Der Verein „NichtGenesenKids e.V.“ setzt sich für mehr Hilfe, für intensivere Forschung und dafür ein, dass Betroffene eine Anlaufstelle haben, Gemeinschaft erleben können. Sie organisiert auch Demos, Liegenddemos. Diese finden statt, um Aufmerksamkeit zu schaffen für eine wachsende Anzahl an Kindern und Jugendlichen, die es selbst nicht mehr schaffen, rauszugehen und zu demonstrieren. Weil es zu anstrengend geworden ist, weil das Leben für sie ein Stück weit stehen geblieben ist.

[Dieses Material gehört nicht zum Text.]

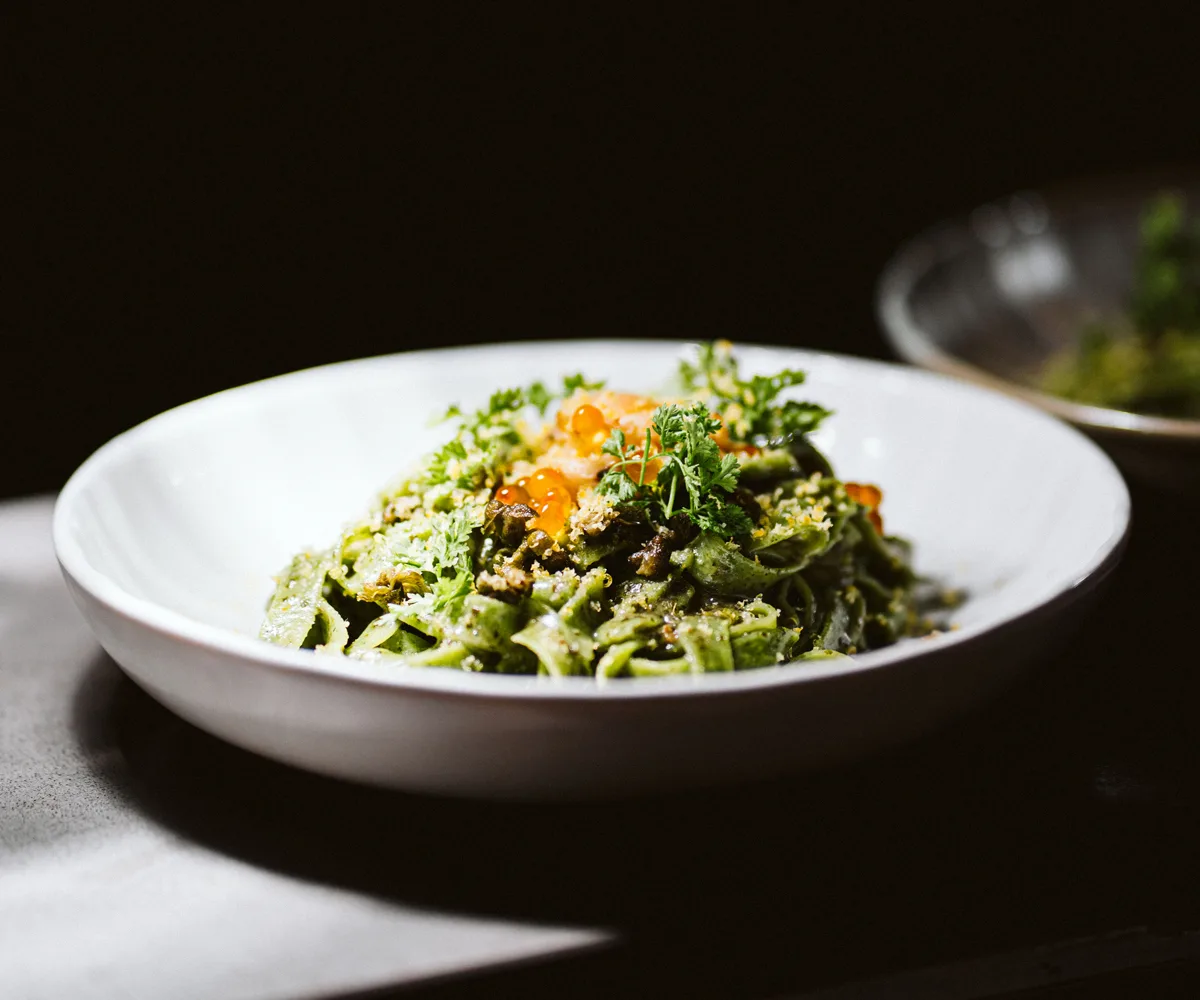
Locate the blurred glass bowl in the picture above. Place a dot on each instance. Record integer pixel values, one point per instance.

Doch wie kommt es überhaupt zum Ausbruch von ME/CFS? Aktuelle Forschungen zeigen, dass häufig das Corona-Virus eine Reaktivierung des Epstein-Barr-Virus ausgelöst hat. Dieses befindet sich bereits im Körper, ist dort aber inaktiv. Die neuen Viren können schließlich eine Überreaktion auslösen und die Entzündungswerte ansteigen lassen. Das kann bis zum Organversagen führen. Eine Erklärung dafür, warum die Zahl der Betroffenen seit der Corona-Pandemie so stark angestiegen ist. Oft scheinen die akuten Erkrankungen nach einer Impfung längst überstanden, wenn plötzlich der Körper förmlich in sich zusammenfällt und nichts mehr geht. Dabei ist Corona nicht der einzige Auslöser für dieses Ereignis. Auch andere Viren wie Influenza zum Beispiel können ME/CFS auslösen. Die Frage, wie diese Krankheit entsteht, gehört zu den zentralen Forschungsfeldern der letzten Jahre. Ein einheitlicher Mechanismus ist bislang nicht zu identifizieren. Vielmehr deutet vieles darauf hin, dass mehrere biologische Prozesse ineinandergreifen. Diskutiert werden anhaltende Störungen des Immunsystems, die auch nach Abklingen der akuten Infektion fortbestehen. Dabei könnte es zu einer chronischen, niedriggradigen Entzündungsreaktion kommen, die verschiedene Organsysteme beeinflusst. Ebenso untersuchen Wissenschaftler Veränderungen in der Regulation des autonomen Nervensystems, das unter anderem Herzfrequenz, Blutdruck und Kreislaufstabilität steuert. Viele betroffene Kinder zeigen Symptome einer autonomen Dysfunktion, etwa eine ausgeprägte Kreislaufinstabilität beim Aufstehen oder eine ungewöhnlich hohe Herzfrequenz in Ruhe. Bei Kindern und Jugendlichen ist die Datenlage noch begrenzt, da große, systematische Studien erst im Aufbau sind.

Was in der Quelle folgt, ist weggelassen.